In the not-too-distant future, a mysterious power outage has left the United States (and possibly the world) without any power whatsoever. As the blackout turns from days to months, sisters Nell (Ellen Page) and Eva (Evan Rachel Wood) are forced into fending for themselves at their father’s slowly crumbling home in the middle of the woods. With precious little gas, few people around (or at least ones they would want contact with, anyway) and almost no news of the outside world, pragmatist Nell and passionate Eva have to overcome sometimes violent disagreements and hardships to survive.

Based on the Jean Hegland novel, Into the Forest is the first theatrical feature from Canadian filmmaker Patricia Rozema since 2008, and while it isn’t exactly a full-on return to form, it’s a well acted, gorgeously shot, and often interesting take on a rather tired and clichéd sort of post-apocalyptic fable.

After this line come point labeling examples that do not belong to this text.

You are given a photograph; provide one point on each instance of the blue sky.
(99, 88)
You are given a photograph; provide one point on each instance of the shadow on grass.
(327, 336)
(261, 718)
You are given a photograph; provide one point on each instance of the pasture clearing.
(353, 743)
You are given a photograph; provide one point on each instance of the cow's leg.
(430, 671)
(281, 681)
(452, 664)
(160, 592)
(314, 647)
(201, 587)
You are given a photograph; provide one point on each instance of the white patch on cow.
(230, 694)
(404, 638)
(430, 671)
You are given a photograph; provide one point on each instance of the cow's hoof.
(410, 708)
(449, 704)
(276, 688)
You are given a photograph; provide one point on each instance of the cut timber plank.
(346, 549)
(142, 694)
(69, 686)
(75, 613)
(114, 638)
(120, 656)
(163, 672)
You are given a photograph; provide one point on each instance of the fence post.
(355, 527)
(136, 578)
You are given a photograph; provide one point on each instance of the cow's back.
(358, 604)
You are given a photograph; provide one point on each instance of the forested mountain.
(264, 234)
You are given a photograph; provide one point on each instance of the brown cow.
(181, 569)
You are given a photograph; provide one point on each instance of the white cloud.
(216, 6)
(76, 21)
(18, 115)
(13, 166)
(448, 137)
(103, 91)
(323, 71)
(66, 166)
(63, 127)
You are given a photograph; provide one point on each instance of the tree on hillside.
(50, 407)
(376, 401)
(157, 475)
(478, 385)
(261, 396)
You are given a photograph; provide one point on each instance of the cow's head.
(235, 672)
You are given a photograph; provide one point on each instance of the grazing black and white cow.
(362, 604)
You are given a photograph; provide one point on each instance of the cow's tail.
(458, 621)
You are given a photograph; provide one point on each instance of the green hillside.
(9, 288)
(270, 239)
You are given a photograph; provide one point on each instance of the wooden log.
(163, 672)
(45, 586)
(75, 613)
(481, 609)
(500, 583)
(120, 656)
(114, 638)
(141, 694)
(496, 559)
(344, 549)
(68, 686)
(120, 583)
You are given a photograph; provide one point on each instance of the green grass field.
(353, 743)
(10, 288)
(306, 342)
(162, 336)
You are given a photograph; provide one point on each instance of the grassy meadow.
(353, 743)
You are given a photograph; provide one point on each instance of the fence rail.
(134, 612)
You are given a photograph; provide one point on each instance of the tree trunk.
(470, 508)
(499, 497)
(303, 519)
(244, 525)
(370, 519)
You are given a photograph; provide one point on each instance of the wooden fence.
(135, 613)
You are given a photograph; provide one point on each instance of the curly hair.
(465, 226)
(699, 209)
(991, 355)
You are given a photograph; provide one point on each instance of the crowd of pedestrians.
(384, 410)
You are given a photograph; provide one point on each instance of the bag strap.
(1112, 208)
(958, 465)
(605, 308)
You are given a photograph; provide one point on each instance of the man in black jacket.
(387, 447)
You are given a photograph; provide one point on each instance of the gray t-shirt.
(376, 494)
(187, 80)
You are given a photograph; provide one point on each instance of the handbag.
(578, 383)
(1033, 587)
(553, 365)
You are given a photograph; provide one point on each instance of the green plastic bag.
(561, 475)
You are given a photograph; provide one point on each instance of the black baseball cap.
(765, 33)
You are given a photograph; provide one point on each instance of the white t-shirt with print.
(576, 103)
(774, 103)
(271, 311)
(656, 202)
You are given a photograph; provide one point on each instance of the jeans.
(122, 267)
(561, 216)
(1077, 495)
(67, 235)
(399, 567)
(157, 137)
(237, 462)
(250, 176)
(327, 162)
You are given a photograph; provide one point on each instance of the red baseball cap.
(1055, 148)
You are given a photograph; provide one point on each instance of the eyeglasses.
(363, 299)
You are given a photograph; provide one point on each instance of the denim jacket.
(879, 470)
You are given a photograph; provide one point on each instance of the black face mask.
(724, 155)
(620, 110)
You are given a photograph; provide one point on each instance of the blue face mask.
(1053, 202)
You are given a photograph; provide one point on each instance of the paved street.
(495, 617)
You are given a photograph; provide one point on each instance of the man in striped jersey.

The film functions best as a look at humans trying to maintain civility and rationality in a crisis, and the fact that the story comes from the viewpoint of two strong-willed female leads goes a long way. The chemistry between Page and Wood often saves the movie from some of Rozema’s more suspect choices.

It’s quite a predictable affair, and most of the time it feels like the audience is simply waiting for the other shoe to drop, but with the exception of a few moments, Rozema and her leads keep things on track and consistently engaging.




















Is Into the Forest essential festival viewing?

It’s not perfect, but it’s a fine addition to the usually testosterone driven post-apocalyptic genre.